Mit dem Kopf voran

17.09.2007 um 23:56 Uhr

Die Quittung geht an den Verbraucher

von: steffenh   Kategorie: Wirtschaftspolitik

Noch versuchen die Brüssler Wettberbsschützer ihr hartes Vorgehen gegen Microsoft mit dem Dienst am Konsumenten zu begründen. Da weder sie noch die Verbraucher den größten Mythos der Wettbewerbsökonomie je begreifen, werden Brüssels Strategen auch noch lange stehende Ovationen für ihre langfristig wohl eher fortschrittshemmende Politik erhalten. Denn wenn jedes Unternehmen im Netz- und Softwarebereich mit seinen enormen Netzwerkeffekten und Größenvorteilen Angst haben muss nicht zu groß zu werden, dürfte sich die zukünftige Investitionsbereitschaft eher in Grenzen halten. Wer heute wie etwa Google noch jedermanns Liebling ist, kann sehr schnell an Brüssels Pranger stehen.

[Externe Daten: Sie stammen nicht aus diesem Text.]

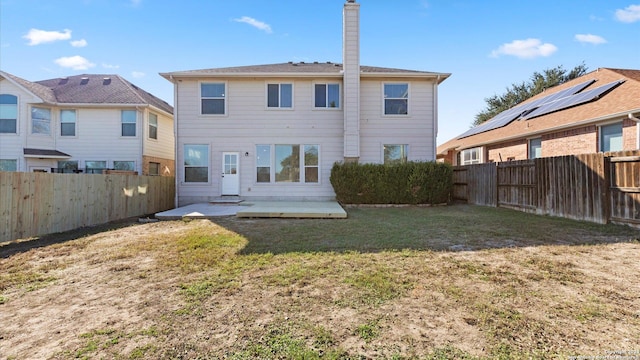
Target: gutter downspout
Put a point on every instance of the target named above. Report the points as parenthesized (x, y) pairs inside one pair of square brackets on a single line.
[(175, 140), (435, 118), (632, 117)]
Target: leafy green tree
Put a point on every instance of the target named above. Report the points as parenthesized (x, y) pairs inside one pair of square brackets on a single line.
[(518, 93)]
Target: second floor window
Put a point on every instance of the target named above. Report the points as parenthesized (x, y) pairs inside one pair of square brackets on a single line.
[(396, 99), (8, 114), (40, 121), (535, 148), (280, 96), (153, 126), (212, 98), (129, 122), (327, 95), (67, 123)]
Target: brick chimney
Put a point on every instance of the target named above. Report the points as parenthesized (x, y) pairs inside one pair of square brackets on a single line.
[(351, 79)]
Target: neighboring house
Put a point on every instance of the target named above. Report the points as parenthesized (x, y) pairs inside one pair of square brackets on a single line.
[(84, 124), (596, 112), (275, 131)]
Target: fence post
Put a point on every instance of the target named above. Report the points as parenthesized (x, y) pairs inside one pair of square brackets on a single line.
[(606, 194)]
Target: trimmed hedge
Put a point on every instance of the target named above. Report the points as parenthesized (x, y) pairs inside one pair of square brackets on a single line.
[(409, 183)]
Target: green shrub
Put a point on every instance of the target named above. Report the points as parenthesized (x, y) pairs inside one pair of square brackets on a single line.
[(408, 183)]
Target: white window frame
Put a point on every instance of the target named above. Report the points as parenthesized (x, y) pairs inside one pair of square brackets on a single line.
[(75, 123), (601, 139), (206, 163), (530, 148), (279, 107), (17, 115), (472, 160), (302, 165), (124, 161), (404, 150), (154, 163), (123, 123), (224, 97), (48, 132), (384, 99), (6, 161), (326, 93)]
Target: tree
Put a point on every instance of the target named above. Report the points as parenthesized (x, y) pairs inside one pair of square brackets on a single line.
[(518, 93)]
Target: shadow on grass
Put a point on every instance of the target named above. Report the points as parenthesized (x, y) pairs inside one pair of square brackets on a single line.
[(443, 228), (10, 248)]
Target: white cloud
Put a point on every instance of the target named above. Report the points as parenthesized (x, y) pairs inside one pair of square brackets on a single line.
[(630, 14), (255, 23), (36, 36), (75, 62), (590, 38), (525, 49), (79, 43), (109, 66)]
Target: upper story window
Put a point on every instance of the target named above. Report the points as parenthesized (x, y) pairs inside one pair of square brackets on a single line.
[(40, 121), (396, 99), (153, 126), (395, 154), (129, 122), (67, 123), (280, 96), (8, 114), (327, 95), (535, 148), (611, 137), (212, 98), (8, 165)]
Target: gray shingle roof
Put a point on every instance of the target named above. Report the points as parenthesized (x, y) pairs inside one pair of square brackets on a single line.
[(299, 68), (90, 89), (40, 91), (101, 89)]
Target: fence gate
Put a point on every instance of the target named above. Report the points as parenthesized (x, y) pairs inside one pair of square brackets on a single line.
[(624, 189)]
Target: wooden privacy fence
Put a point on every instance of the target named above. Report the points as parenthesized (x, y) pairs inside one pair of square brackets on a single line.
[(33, 204), (599, 187)]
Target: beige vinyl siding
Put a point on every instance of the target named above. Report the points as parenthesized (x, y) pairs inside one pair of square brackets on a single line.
[(11, 145), (248, 123), (415, 129), (98, 137)]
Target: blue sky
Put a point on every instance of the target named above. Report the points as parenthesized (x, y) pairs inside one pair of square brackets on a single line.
[(486, 45)]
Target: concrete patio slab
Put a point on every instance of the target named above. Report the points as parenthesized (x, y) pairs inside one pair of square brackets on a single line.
[(258, 209), (293, 209)]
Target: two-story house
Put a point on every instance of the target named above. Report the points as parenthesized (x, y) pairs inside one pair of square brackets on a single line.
[(596, 112), (274, 131), (84, 124)]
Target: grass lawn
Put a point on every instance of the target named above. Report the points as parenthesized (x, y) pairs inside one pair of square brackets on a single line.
[(445, 282)]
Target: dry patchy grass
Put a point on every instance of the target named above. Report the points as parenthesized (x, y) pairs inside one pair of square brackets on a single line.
[(427, 283)]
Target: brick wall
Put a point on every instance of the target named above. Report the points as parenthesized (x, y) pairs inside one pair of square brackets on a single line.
[(629, 135), (513, 150), (574, 141), (167, 166)]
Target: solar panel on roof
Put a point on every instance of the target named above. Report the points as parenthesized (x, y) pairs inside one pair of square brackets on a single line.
[(573, 100), (522, 110)]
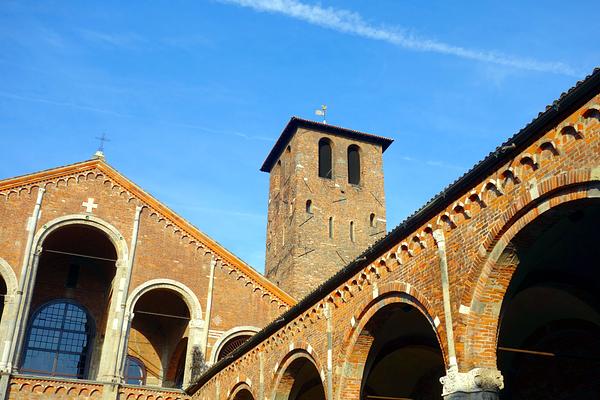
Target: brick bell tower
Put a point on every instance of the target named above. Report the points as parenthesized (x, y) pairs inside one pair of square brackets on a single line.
[(326, 202)]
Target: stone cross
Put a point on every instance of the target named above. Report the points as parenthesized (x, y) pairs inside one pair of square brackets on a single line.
[(89, 205)]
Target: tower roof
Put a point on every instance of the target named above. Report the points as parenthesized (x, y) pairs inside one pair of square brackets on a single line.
[(295, 123)]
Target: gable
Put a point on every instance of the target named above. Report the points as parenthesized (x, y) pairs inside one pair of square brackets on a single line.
[(132, 196)]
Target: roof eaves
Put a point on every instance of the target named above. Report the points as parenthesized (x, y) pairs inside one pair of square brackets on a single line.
[(297, 122), (563, 104)]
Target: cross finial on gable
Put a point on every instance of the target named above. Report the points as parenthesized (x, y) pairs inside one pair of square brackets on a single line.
[(89, 205), (103, 139)]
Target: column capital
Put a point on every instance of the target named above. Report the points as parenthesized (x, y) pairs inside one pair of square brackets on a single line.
[(478, 380)]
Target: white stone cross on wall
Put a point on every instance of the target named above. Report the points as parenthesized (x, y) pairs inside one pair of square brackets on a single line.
[(89, 205)]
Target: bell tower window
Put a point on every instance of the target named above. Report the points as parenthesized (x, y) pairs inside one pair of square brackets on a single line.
[(325, 162), (353, 164)]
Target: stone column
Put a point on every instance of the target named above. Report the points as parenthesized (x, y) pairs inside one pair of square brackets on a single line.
[(195, 336), (208, 309), (476, 384), (114, 348)]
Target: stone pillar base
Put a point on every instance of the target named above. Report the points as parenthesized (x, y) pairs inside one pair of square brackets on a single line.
[(476, 384), (473, 396)]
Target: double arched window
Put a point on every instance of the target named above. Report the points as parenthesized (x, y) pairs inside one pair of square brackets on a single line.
[(325, 159), (59, 341)]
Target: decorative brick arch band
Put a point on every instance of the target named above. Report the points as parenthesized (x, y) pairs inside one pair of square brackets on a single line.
[(497, 269), (29, 277), (112, 233), (196, 324), (187, 295), (227, 336), (357, 346), (283, 382)]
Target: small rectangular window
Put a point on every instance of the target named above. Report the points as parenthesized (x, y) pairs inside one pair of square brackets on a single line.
[(72, 276)]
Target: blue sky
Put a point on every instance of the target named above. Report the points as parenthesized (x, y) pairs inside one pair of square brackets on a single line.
[(193, 94)]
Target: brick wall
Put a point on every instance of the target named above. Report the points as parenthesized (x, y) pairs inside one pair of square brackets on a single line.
[(558, 165), (300, 252)]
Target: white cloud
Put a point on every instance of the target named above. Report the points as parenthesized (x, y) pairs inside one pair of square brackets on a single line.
[(127, 40), (350, 22)]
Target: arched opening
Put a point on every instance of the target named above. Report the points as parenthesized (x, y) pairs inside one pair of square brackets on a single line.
[(325, 159), (549, 334), (353, 164), (242, 394), (158, 336), (300, 380), (135, 371), (71, 295), (399, 356), (230, 345), (59, 340)]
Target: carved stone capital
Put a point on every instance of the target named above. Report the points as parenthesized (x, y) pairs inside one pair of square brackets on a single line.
[(476, 380)]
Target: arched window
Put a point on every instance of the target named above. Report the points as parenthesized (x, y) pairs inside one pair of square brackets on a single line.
[(135, 371), (231, 345), (309, 206), (353, 164), (325, 162), (330, 227), (59, 341)]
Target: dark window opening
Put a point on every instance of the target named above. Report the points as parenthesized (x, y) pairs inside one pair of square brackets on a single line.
[(309, 206), (353, 165), (72, 276), (135, 371), (325, 164), (232, 345), (59, 341)]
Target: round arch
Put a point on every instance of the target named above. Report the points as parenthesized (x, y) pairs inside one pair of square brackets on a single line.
[(284, 381), (109, 230), (496, 271), (356, 347), (241, 391), (30, 275), (229, 335), (185, 292)]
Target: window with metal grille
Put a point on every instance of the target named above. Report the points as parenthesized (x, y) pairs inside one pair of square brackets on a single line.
[(59, 341), (135, 371), (325, 164), (353, 164)]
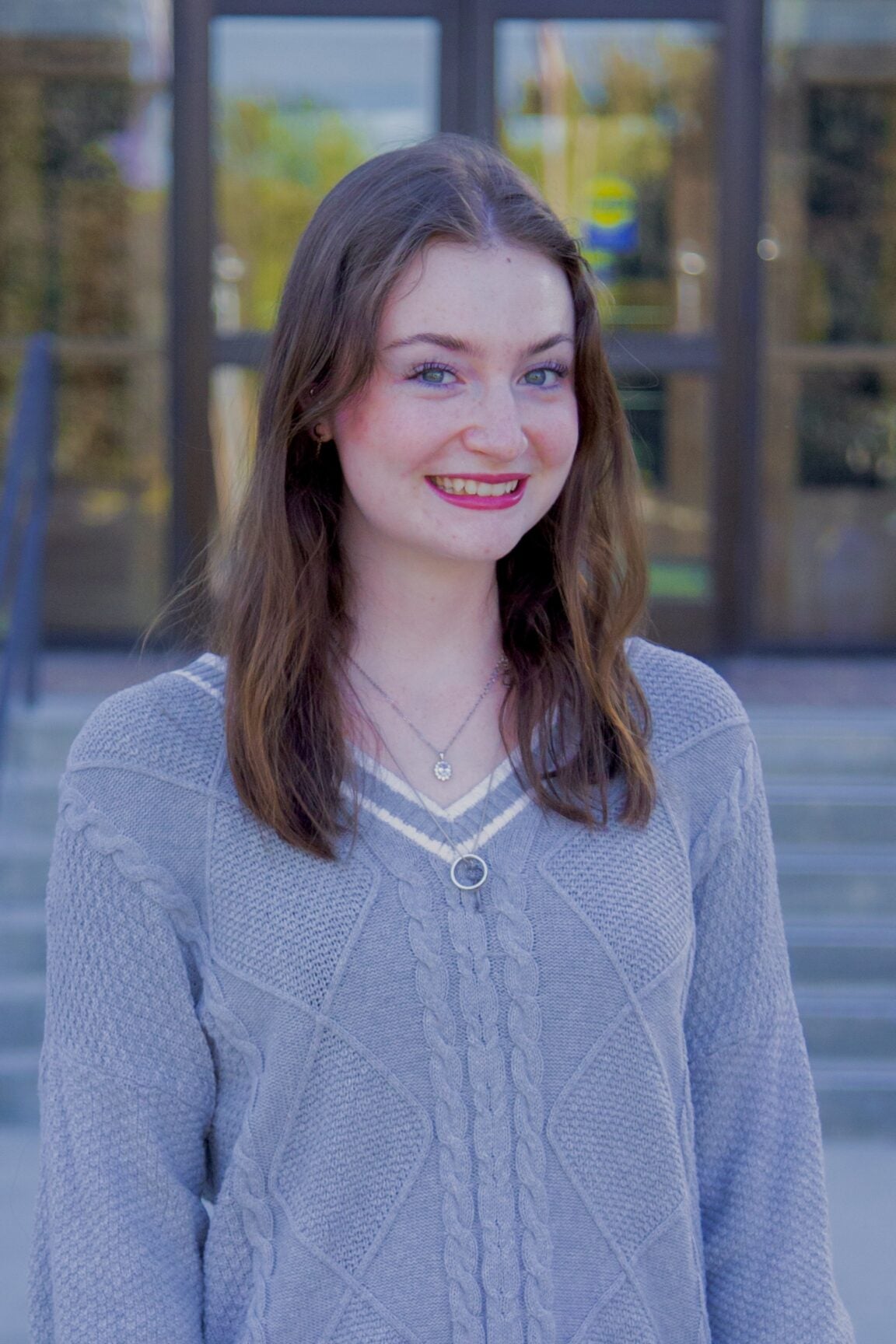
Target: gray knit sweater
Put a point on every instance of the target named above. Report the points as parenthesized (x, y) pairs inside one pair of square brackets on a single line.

Und ist es nicht nur eine Frage der Zeit, bis irgendjemand die marktbeherrschende Stellung von Apples iPod beklagt, weil er seine eigenen Ladenhüter nicht los wird? Aber bis man in dieser Branche selbst einer der Großen ist, kann man die Zeit nutzen und die Kartellbehörden als langen Arm im Wettbewerb missbrauchen.

Update: Ein hierzu passender Kommentar von Dave Kopel.

Kommentare zu diesem Eintrag:

  1. zitierenRayson schreibt am 18.09.2007 um 00:33 Uhr:Das Problem ist doch eher, dass MS die beherrschende Stellung als Betriebssystemanbieter dazu nutzt, durch die Geheimhaltung wichtiger Schnittstellen auch in der Anwendungssoftware entscheidende Vorteile zu erlangen. Ich finde nicht, dass ein Einschreiten gegen solche Strategien verwerflich ist. Bei der Bahn ist uns ja auch lieber, dass Netz und Betrieb getrennt sind...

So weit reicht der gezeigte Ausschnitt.